Ongoing, open communication between IT, IS and biomed teams is key to the success of their security program. For example, when a device manufacturer releases a patch for a newly discovered medical device vulnerability, who will get the alert? Who is responsible for ensuring the patch is put in place? If not patched, who is responsible for bringing the patch to whose attention? And what is the process? The patching process includes everything from working with the device manufacturer to deploy the patch, to coordinating internally to ensure it is properly installed and no damage was done as a result of the vulnerability. An HDO’s risk for a devastating attack automatically increases if a vulnerability is not patched in a timely manner, which is why they must have a plan in place for managing patches. This is part of their duty to provide quality healthcare while ensuring sensitive data is protected.
The question HDOs need to be able to answer without hesitation is: who is in charge of which aspect of IoT security? As they continue bringing new connected devices onto the network, medical or otherwise, knowing who is in charge falls within their responsibility to patients, families and federal regulators.
No two HDOs are alike Each HDO should have its own, unique governance structure depending on which of the aforementioned teams are better equipped to follow through on their responsibility to secure IoT devices. HDOs should expect their structure to vary from hospital to hospital. They all have a unique mix of information systems, political structures and methodologies that define their organization. These variations are bound to result in different IoT security governance structures across providers.
IT, IS and biomed teams need to work together to determine what is necessary for each team to support their ongoing IoT security program responsibilities. While some hospitals may have a strong biomed team that can drive this initiative, another may have a stronger IT team that has more resources to support a secure hospital environment.
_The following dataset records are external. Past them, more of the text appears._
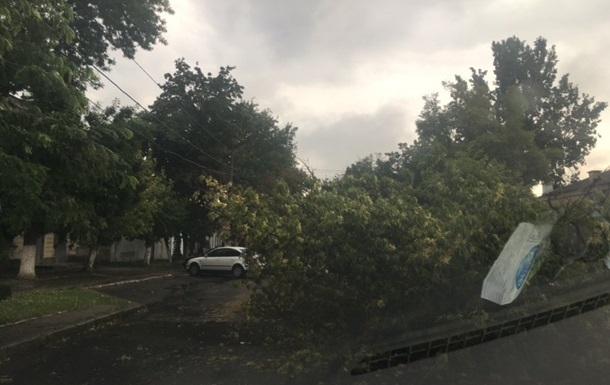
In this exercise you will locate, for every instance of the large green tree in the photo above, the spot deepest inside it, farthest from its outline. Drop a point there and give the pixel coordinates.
(531, 120)
(203, 127)
(368, 254)
(44, 52)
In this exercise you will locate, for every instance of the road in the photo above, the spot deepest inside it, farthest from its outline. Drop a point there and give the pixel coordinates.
(185, 336)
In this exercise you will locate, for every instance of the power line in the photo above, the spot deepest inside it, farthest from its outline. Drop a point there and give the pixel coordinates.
(155, 117)
(154, 143)
(184, 109)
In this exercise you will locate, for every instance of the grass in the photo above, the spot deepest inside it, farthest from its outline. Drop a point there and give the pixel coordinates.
(42, 302)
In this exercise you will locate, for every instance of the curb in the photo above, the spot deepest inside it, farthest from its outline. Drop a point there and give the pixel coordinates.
(102, 285)
(42, 339)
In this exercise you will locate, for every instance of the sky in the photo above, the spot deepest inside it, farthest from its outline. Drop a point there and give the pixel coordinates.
(351, 74)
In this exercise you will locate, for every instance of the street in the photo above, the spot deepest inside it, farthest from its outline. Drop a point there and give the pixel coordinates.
(185, 335)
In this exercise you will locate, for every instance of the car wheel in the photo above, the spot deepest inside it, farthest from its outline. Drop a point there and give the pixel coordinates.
(237, 271)
(194, 269)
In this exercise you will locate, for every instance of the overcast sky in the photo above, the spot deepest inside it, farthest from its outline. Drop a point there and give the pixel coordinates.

Each team must be open to the others’ needs, and they need to be clear about whether they have the departmental resources and bandwidth to support the program. From there, they can assign leaders accordingly and begin discussing the actual tools required.
No matter what: HDOs should remember that the team leading this charge needs to do so understanding that total medical device security requires protecting each and every IoT device connected to the network. This includes general IoT assets, clinical IoT assets and medical devices (e.g., smart cameras, smart beds and MR systems, respectively).